Explain FAPs, sign stimuli, imprinting, and conditioning; describe proximate vs ultimate causes of behaviors such as migration.
Compare communication modalities (chemical, auditory, visual, tactile) and give concrete examples.
Discuss how territoriality, foraging strategies, and sexual selection contribute to fitness; explain inclusive/reciprocal altruism and kin selection.
Connections to prior/future material
Links to Chapter 16 (social behavior; communication) and Chapter 43 outline (in this unit, behavior, populations, communities, biosphere-level organization).
Foundational biology concepts: gene expression, neural/hormonal control, sensory systems, evolution by natural selection, and energy flow in ecosystems.
Appendix: Quick reference figures and concepts mentioned
Fig. 43.1a/b: Nest-building behavior in Fischer vs peach-faced lovebirds; hybrid intermediate behavior.
Fig. 43.2: Tongue-flicks in inland vs coastal garter snakes; relation to slug detection.
Fig. 43.3: fosB in maternal care in mice; presence vs absence alleles.
Fig. 43.4: Gull chick begging behavior; imprinting and learning interaction.
Fig. 43.5: Pavlovian classical conditioning diagram and setup.
Fig. 43.6: Starling migratory navigation experiment (experienced vs inexperienced birds).
Fig. 43.7: Use of pheromones and signaling in social interactions.
Fig. 43.8: Vervet alarm calls and species-specific signals.
Fig. 43.9: Threat display in baboons.
Fig. 43.10: Fireflies visual signaling via flash patterns.

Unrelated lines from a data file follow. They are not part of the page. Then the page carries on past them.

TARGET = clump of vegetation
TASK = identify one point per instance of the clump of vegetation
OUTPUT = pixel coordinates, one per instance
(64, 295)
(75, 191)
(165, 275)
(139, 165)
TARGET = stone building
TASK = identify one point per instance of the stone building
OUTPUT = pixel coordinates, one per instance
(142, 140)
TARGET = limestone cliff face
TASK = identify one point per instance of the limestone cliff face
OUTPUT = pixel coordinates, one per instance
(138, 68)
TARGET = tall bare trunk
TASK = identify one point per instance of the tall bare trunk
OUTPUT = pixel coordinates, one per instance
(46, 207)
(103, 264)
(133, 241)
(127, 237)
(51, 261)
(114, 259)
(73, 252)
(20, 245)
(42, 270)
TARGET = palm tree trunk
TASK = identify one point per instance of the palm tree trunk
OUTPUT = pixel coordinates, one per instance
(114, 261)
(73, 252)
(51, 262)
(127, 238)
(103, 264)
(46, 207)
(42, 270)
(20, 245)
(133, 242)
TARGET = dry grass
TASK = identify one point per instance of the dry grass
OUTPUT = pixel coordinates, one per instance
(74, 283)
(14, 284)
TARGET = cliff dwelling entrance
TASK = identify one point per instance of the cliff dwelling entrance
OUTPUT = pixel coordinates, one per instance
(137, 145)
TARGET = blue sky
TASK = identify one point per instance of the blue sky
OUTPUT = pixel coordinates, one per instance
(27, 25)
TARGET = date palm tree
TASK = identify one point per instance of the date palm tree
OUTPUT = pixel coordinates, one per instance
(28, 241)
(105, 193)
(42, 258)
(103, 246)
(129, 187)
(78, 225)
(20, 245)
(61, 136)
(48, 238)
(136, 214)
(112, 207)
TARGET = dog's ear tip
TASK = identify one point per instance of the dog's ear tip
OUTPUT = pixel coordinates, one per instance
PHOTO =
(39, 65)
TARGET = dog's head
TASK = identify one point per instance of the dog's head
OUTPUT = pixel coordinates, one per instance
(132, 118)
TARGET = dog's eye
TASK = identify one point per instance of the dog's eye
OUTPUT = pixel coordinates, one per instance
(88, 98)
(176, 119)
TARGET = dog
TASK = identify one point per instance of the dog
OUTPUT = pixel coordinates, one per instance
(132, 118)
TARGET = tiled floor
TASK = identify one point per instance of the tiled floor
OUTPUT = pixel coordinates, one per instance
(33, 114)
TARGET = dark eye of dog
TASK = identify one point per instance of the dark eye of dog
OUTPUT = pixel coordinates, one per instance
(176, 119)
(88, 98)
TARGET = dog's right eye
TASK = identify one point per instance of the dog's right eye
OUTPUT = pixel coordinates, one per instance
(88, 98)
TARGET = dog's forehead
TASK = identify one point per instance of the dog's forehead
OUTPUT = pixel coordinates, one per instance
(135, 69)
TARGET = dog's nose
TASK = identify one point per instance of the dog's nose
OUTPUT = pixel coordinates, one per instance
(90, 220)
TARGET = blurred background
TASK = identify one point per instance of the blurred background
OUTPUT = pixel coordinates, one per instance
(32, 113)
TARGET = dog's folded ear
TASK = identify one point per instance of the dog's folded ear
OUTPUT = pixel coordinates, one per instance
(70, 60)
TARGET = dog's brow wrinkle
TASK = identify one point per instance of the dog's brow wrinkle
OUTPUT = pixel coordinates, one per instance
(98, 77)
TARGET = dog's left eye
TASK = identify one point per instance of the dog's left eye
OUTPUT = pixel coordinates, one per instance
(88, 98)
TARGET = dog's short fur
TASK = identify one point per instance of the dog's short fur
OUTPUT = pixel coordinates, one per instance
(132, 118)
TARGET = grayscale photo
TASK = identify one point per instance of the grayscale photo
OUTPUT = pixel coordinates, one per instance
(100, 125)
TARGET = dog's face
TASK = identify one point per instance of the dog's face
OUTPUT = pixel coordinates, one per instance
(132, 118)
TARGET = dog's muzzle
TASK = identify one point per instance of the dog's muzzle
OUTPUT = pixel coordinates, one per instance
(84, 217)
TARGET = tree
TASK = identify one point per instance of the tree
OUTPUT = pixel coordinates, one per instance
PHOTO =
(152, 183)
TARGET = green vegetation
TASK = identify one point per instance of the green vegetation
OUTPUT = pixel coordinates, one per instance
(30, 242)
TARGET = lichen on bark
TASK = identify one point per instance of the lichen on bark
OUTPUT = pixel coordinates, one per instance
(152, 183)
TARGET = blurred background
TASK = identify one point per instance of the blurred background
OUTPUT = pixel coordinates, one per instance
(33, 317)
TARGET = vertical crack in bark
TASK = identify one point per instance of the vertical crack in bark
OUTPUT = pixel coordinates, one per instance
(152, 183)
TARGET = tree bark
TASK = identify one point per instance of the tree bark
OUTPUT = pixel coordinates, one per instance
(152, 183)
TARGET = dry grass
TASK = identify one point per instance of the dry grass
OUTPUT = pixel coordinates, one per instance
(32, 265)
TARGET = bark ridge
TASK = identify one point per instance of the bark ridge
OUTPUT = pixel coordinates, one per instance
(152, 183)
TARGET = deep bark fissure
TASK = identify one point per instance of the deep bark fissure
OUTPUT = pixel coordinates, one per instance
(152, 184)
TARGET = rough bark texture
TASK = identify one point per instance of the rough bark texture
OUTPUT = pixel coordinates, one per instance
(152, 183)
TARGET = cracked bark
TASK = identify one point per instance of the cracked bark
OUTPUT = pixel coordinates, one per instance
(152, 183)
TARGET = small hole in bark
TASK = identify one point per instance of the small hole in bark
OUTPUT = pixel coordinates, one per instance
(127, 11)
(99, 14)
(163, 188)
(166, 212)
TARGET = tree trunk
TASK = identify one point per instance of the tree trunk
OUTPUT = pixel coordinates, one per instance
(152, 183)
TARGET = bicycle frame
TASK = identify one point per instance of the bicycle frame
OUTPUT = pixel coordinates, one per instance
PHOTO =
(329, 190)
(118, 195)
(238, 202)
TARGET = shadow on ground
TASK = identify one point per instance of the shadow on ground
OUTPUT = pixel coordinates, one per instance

Fig. 43.11: Bee waggle dance inside and outside hive showing directional encoding relative to sun.
Fig. 43.12: Bee waggle dance and sun compass.
Fig. 43.13: Foraging energy optimization in shore crabs (net energy gain vs mussel size).
Fig. 43.14–43.16: Examples of social structures, mating strategies, and inclusive fitness in primates and insects (baboons, ants, meerkats, queen/worker dynamics).
Fig. 43.17: Inclusive fitness illustration in meerkats.
Fig. 43.6–43.9: Starling navigational experiments; various animal communication visuals across sections.